I might just ask about concrete evidence for the asymptotics of $\lambda_1(\Lambda^\perp(A))$. While my interest in that is influenced by the recent paper, whether or not that's true I'm pretty interested in it at this point (although not interested enough to start computing some short vectors myself)
Random question, but it's usually said that symmetric ciphers are not based on any hardness problem, unlike most asymmetric cryptography. Why couldn't the security of a symmetric cipher be thought of as coming from the difficulty of solving a set of multivariate polynomial equations? If an easy technique is found that renders said problem trivial, every symmetric cipher would be broken by an XSL-like algebraic attack.
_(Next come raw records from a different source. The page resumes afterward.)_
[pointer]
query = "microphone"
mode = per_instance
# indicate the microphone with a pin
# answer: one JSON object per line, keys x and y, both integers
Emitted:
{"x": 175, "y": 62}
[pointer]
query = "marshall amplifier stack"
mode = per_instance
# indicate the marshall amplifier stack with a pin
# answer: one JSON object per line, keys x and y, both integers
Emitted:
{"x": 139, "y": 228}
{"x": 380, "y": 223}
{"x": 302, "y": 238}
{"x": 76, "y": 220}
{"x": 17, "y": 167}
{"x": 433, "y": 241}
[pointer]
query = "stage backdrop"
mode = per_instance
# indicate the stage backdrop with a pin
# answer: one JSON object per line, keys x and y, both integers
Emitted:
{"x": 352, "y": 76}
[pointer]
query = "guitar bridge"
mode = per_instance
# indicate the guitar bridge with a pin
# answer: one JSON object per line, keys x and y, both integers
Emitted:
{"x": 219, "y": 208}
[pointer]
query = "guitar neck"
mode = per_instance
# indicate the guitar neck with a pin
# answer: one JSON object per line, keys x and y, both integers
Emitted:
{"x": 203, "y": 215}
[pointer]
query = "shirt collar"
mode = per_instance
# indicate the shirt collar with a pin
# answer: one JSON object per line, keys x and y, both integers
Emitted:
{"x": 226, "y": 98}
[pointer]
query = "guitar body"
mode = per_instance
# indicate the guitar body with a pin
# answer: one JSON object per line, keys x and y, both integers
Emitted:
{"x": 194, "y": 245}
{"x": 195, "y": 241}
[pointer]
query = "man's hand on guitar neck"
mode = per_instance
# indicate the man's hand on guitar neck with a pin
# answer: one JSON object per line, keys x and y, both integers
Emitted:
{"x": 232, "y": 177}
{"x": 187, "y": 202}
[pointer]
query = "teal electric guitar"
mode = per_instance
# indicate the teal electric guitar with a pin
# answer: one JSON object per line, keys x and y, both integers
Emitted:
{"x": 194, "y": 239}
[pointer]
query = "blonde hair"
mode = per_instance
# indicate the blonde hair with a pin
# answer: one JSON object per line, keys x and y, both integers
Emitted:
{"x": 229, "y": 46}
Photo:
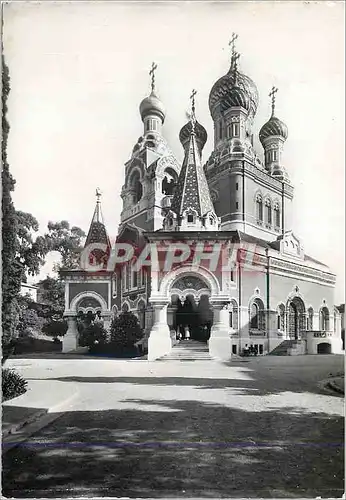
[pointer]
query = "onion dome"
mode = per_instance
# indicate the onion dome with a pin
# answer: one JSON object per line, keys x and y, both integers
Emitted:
{"x": 236, "y": 98}
{"x": 273, "y": 127}
{"x": 234, "y": 91}
{"x": 279, "y": 171}
{"x": 152, "y": 105}
{"x": 200, "y": 134}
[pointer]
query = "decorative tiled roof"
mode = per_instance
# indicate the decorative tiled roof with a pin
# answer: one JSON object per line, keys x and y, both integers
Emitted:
{"x": 98, "y": 233}
{"x": 192, "y": 191}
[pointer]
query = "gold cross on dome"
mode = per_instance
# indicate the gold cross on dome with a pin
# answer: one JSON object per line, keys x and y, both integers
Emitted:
{"x": 235, "y": 58}
{"x": 231, "y": 43}
{"x": 272, "y": 95}
{"x": 152, "y": 74}
{"x": 192, "y": 97}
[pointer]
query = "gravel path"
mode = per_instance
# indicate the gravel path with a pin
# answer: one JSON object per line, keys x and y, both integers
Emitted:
{"x": 253, "y": 428}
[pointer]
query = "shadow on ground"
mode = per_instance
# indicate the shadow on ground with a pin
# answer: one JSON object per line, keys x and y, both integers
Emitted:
{"x": 180, "y": 449}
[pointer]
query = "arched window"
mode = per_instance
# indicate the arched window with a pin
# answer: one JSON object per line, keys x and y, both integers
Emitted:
{"x": 125, "y": 307}
{"x": 324, "y": 319}
{"x": 220, "y": 129}
{"x": 259, "y": 208}
{"x": 268, "y": 212}
{"x": 233, "y": 315}
{"x": 136, "y": 186}
{"x": 310, "y": 319}
{"x": 257, "y": 318}
{"x": 281, "y": 318}
{"x": 114, "y": 286}
{"x": 277, "y": 215}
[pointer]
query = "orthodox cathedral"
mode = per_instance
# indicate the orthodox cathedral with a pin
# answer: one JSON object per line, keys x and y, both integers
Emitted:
{"x": 270, "y": 294}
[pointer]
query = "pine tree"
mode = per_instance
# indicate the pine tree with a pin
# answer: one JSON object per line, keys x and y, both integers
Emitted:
{"x": 12, "y": 270}
{"x": 125, "y": 331}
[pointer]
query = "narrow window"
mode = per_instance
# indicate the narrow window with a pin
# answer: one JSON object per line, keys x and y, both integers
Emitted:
{"x": 235, "y": 130}
{"x": 134, "y": 279}
{"x": 220, "y": 130}
{"x": 259, "y": 208}
{"x": 269, "y": 213}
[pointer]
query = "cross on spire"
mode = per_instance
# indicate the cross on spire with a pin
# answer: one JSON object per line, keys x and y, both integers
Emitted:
{"x": 152, "y": 74}
{"x": 273, "y": 97}
{"x": 235, "y": 58}
{"x": 192, "y": 97}
{"x": 231, "y": 43}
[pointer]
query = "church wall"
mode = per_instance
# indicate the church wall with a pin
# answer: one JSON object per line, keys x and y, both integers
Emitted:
{"x": 250, "y": 280}
{"x": 312, "y": 293}
{"x": 141, "y": 221}
{"x": 100, "y": 288}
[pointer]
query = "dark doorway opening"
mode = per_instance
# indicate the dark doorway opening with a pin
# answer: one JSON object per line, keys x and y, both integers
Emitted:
{"x": 198, "y": 317}
{"x": 324, "y": 348}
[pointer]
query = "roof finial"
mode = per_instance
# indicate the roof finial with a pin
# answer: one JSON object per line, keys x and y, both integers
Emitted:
{"x": 272, "y": 95}
{"x": 152, "y": 74}
{"x": 193, "y": 109}
{"x": 231, "y": 43}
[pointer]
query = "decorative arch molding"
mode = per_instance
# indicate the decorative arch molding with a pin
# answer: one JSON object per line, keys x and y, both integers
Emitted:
{"x": 187, "y": 270}
{"x": 295, "y": 293}
{"x": 258, "y": 195}
{"x": 141, "y": 304}
{"x": 324, "y": 303}
{"x": 125, "y": 306}
{"x": 132, "y": 171}
{"x": 85, "y": 295}
{"x": 256, "y": 295}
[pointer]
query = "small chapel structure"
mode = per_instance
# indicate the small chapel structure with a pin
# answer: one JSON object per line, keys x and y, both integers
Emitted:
{"x": 270, "y": 294}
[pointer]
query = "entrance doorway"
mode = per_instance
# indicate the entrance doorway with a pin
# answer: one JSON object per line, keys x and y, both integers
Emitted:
{"x": 197, "y": 316}
{"x": 324, "y": 348}
{"x": 296, "y": 318}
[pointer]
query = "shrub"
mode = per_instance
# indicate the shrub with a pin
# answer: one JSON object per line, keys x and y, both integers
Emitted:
{"x": 55, "y": 328}
{"x": 13, "y": 384}
{"x": 125, "y": 331}
{"x": 93, "y": 334}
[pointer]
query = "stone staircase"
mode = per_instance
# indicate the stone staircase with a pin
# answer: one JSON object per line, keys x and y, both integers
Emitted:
{"x": 289, "y": 348}
{"x": 188, "y": 350}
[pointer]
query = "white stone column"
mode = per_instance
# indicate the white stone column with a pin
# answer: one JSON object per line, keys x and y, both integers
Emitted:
{"x": 220, "y": 342}
{"x": 244, "y": 323}
{"x": 159, "y": 342}
{"x": 70, "y": 340}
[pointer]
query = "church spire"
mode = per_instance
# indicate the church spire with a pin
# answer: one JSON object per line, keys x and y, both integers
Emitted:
{"x": 97, "y": 230}
{"x": 151, "y": 108}
{"x": 191, "y": 206}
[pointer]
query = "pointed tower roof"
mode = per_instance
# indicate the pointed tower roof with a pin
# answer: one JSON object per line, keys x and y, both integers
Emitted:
{"x": 97, "y": 231}
{"x": 192, "y": 191}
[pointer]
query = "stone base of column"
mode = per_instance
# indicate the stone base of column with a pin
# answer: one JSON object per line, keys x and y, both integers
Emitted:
{"x": 159, "y": 342}
{"x": 220, "y": 348}
{"x": 70, "y": 340}
{"x": 69, "y": 343}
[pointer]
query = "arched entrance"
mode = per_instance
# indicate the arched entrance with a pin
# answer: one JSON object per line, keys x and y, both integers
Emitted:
{"x": 295, "y": 318}
{"x": 190, "y": 303}
{"x": 324, "y": 348}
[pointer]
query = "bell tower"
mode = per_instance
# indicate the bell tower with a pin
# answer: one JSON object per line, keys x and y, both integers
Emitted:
{"x": 152, "y": 171}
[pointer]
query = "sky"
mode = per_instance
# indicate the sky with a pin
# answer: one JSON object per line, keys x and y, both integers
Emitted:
{"x": 79, "y": 71}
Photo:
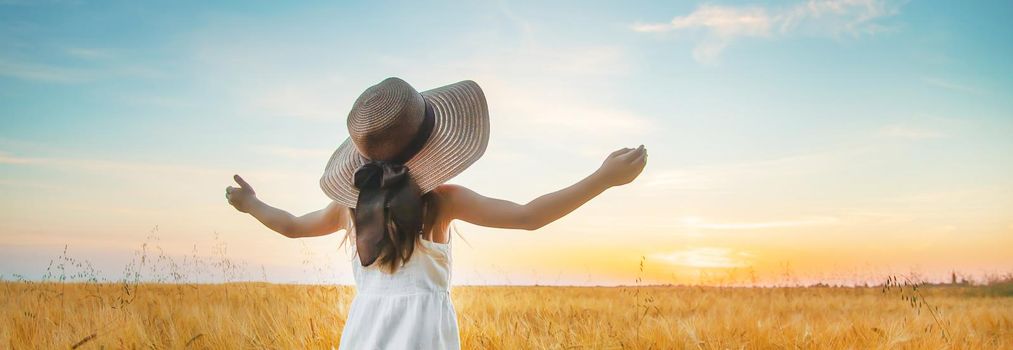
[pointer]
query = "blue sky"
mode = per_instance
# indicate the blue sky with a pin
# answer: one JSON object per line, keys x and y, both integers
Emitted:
{"x": 778, "y": 130}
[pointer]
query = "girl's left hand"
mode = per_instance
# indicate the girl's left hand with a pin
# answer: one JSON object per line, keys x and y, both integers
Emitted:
{"x": 622, "y": 166}
{"x": 240, "y": 197}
@forest You are thinking about it the wrong way round. What you are saying would mean "If there exists a secure symmetric cipher, then solving systems of multivatiate polynomial equations is hard on average." But that doesn't help you to determine whether secure symetric ciphers exist. You want the opposite "If solving systems of multivatiate polynomial equations is hard, then there exists a secure symmetric cipher."
@FutureSecurity possibly, but this is no reason to worry as we generally encourage answers to not be fundamentally modified but instead a new answer to be posted
The major revision part is still bad. He didn't learn what part was incorrect in that short time. I wouldn't credit him for revising because I don't think it came about from intellectual honesty.